I just come across this site and thought I want to contribute.
i have recently got back from hospital after my third attempt to overdose. As a child my parents were violent and drug abusesers, I was in care for a while made homeless twice by my mother. Beaten, emotionally abused. I lived with an auntie for a big chunk of time who also abandoned me at 13. My dad left the house when I was 16 leaving me to look after my 14 year old brother. My mum come out of prison and set the house on fire. As I have grown up I have done well in life but suffer deep pain that will never go away. Talking about things makes me an emotional mess.
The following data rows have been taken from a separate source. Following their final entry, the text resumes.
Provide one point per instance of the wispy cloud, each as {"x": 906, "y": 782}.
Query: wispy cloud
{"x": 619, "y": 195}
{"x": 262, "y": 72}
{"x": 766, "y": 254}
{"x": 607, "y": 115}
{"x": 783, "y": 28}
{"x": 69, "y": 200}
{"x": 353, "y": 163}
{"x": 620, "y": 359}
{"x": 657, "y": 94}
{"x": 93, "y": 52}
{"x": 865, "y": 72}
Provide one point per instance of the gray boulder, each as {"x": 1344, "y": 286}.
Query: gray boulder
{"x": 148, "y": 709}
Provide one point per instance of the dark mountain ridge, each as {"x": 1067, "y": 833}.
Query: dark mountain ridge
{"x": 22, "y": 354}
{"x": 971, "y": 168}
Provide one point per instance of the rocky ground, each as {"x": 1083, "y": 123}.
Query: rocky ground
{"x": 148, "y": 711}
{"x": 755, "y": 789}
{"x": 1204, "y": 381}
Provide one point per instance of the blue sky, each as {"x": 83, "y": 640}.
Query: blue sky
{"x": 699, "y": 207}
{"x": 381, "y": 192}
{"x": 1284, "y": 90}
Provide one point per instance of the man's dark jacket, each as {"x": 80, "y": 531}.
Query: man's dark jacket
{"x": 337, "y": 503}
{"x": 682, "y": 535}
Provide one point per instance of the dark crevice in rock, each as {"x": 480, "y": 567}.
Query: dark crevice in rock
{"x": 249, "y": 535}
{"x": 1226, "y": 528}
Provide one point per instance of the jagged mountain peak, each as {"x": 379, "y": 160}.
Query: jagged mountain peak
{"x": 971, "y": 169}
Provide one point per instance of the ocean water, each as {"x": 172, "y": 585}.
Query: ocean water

I found my first true love which was a seven year relationship and this has been abusive and emotionally straining for me but even though he was bad for me it was someone who I felt they loved me. About three years ago I found out I also got a long term illness and am now on medication to help try to keep me alive for a good few years. With my recent break up I took a massive overdose. The body is very cleaver though and made me pull through. I know it’s wrong but is a life of pain worth it? The medication I took was very strong and I am suprised I am still alive. I just don’t know why I want to let myself go through years of pain. I have recently met a really close friend but it don’t make this process easier, what’s worse is that my ex is still giving me false hope. As well as moving on with his life. My head is so messed up. I want the best for everyone else and I feel I’m worthless and just an issue to others . All three accounts I have tried to go have failed. One thing I don’t understand, I’m a really kind person and will do anything for anyone. Why do I have to go through so much pain constantly? Is it worth it?
1 comment
its worth it. there is so much you can make of life. dont give up.